In the field of underwater species recognition, the noise of underwater images such as water quality and light intensity are important factors that affect the accuracy of the model. Therefore, Jian et al. [5] proposed an underwater image correction method based on photoactive imaging in image preprocessing to correct and reconstruct distorted images. Pramunendar et al. [6] used Contrast Adaptive Color Correction technique (NCACC) for image enhancement and improved the species identification accuracy to 93.73%. Chuang et al. [7] proposed a framework for underwater fish recognition consisting of a fully unsupervised feature learning technique and an error resilient classifier that uses information from fuzzy images to assign coarse labels by optimizing the benefit of decisions made by the classifier, introducing the concept of partial classification.
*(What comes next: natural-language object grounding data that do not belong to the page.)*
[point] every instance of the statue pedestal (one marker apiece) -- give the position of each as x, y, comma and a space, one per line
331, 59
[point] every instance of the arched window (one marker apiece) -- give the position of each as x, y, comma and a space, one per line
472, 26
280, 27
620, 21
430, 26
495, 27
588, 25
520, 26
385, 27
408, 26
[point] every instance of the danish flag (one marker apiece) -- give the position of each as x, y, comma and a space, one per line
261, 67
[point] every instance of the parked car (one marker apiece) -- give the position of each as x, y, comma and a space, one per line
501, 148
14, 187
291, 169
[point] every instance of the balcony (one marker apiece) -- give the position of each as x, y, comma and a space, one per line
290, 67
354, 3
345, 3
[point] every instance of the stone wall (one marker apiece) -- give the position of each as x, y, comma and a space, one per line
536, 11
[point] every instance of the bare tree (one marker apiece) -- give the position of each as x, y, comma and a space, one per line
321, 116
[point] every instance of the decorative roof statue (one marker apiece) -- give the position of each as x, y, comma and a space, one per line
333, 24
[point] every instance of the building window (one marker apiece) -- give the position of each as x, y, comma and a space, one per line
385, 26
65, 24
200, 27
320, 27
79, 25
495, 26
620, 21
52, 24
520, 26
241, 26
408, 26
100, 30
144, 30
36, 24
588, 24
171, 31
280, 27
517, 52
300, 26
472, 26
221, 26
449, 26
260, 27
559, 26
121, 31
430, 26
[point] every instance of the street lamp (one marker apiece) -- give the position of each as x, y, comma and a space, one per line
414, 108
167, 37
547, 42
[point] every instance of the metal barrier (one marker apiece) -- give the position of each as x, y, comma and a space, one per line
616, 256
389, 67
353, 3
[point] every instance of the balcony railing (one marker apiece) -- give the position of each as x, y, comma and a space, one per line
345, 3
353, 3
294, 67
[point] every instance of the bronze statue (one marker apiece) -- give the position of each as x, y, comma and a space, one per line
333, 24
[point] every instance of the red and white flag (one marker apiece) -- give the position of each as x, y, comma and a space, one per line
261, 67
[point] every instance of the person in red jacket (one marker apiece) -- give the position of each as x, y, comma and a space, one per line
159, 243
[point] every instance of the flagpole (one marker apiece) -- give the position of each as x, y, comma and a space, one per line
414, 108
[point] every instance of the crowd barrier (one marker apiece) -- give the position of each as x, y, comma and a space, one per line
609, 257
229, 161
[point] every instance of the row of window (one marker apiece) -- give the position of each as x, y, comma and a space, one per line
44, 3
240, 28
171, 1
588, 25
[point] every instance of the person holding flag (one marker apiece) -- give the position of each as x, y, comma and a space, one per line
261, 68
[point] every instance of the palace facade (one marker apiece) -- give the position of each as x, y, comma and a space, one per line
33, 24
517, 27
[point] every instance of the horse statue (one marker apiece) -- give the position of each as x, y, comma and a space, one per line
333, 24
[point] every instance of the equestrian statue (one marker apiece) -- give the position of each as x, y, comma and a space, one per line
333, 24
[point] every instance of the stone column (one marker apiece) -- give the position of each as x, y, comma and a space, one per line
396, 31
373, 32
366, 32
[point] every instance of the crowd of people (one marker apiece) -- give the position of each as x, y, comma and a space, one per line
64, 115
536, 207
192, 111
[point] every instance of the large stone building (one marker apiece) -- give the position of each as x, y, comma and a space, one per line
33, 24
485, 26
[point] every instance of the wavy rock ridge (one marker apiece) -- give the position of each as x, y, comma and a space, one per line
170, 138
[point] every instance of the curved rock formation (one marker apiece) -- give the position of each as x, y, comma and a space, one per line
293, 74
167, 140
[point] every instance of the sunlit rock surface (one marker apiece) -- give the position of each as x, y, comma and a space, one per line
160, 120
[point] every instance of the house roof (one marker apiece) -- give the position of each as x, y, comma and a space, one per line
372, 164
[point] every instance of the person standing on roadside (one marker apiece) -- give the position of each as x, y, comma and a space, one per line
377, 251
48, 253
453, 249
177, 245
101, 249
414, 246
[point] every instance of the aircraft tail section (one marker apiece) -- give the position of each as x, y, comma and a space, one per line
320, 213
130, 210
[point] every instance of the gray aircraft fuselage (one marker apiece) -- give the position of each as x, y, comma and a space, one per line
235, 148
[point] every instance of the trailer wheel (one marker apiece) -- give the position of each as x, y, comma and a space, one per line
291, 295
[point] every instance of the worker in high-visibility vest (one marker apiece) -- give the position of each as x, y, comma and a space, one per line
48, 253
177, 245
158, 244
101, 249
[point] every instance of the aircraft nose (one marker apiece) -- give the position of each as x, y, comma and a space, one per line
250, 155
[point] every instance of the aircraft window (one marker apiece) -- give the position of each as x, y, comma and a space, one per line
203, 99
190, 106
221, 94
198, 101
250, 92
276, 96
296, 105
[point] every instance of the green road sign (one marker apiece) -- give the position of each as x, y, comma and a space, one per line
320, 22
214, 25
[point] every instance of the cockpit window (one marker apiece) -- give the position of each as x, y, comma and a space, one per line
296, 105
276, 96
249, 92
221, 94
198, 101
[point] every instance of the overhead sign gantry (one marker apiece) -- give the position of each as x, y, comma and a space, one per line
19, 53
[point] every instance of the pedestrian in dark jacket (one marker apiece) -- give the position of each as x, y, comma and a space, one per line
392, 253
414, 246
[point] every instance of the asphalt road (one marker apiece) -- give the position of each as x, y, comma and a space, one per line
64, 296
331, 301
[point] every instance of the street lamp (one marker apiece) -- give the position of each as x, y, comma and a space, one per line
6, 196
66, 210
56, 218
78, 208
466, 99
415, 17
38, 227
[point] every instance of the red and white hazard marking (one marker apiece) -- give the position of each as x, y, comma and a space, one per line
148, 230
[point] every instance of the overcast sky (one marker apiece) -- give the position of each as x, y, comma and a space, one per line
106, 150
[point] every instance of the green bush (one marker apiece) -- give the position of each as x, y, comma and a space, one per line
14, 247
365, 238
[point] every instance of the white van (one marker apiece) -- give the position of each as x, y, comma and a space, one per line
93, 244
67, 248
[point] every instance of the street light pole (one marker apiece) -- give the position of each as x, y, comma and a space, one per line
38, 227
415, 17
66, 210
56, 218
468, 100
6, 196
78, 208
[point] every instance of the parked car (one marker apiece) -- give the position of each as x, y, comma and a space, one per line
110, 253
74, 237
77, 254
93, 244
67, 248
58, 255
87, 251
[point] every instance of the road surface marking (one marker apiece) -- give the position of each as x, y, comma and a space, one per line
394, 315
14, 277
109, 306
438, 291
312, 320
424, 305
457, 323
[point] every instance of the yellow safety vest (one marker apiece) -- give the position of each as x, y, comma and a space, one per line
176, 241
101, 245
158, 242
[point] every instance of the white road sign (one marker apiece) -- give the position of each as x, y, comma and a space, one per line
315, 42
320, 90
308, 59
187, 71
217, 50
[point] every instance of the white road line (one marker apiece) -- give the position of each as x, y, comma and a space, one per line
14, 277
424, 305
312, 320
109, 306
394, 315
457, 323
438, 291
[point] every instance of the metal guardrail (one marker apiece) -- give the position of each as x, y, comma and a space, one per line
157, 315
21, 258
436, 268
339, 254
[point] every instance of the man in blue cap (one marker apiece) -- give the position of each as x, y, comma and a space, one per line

When performing underwater fish individual recognition tasks, we usually need two stages. First, target detection is performed to separate the fish from the background environment, and then individual features are learned to complete the final recognition. Convolutional neural network (CNN) has also shown high performance in underwater visual enhancement [8, 9] and the fish detection [1012]. Zhao et al. [13] designed a new composite backbone network (CBResNet) to learn scene change information and improve the accuracy of fish detection by improving ResNet. Villon et al. [14] used GoogLeNet to extract fish body features and Softmax classification method to detect reef fish. Hong Khai et al. [15] proposed an improved Mask R-CNN by classifying image data into three categories of low, medium, and high density, resulting in an enhanced Mask R-CNN model with an accuracy of 97.48%. Knausgård et al. [16] proposed a two-step deep learning method for the detection and classification of temperate fish. The fish detection accuracy, on the pretrained model, reached 99.27%.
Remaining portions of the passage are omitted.